The law, which includes other provisions dealing with student bathroom assignment and parental consent, has prompted confusion among educators, said Chris Hartman, director of the Fairness Campaign, the state’s highest-profile LGBTQ+ advocacy group. Hartman said it allows educators to ignore students’ wishes about pronouns even if their parents have asked the district not to let it happen.
“The mental health impact on trans kids being wilfully misgendered by the adults in the room is disastrous,” Hartman said. He said supportive adults are crucial to keeping transgender students from slipping into depression and considering suicide.
Jefferson County Schools, the state’s largest district with 90,000 students, struggled to comply with the new state law. After a third try, the school board in Louisville adopted a policy that includes giving students with gender dysphoria an exception for bathroom accommodations and adds potential punishment for teachers and staff who wilfully and repeatedly misgender a student.
A group of parents and students in Lexington have sued over the Kentucky law. One of the families alleges a school office employee intentionally refused to use their child’s name and pronouns while speaking with them in April. The parents, who are identified by a pseudonym, decided to legally change the child’s name after that encounter, according to the lawsuit, which was filed in late September. The suit asks a judge to declare Kentucky’s new law unconstitutional.
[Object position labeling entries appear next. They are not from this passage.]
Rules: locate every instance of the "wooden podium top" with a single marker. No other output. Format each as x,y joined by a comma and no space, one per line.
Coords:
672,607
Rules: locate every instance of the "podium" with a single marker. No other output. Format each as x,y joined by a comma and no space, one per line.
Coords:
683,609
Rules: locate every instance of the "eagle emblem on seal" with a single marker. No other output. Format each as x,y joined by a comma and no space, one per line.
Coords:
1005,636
In Indiana, Caston Peters said they think other students will suffer because of that state’s law.
“School is supposed to be a safe spot for us where we can be ourselves without having to deal with being called out, without being bullied or name-called or anything like that,” they said. “And I think for some of us being able to be called the name or pronouns that we prefer it’s something we need. And if we can’t get that at home then having it in another safe place like school — if that’s the only place we can get it — well now it’s being taken away from us.”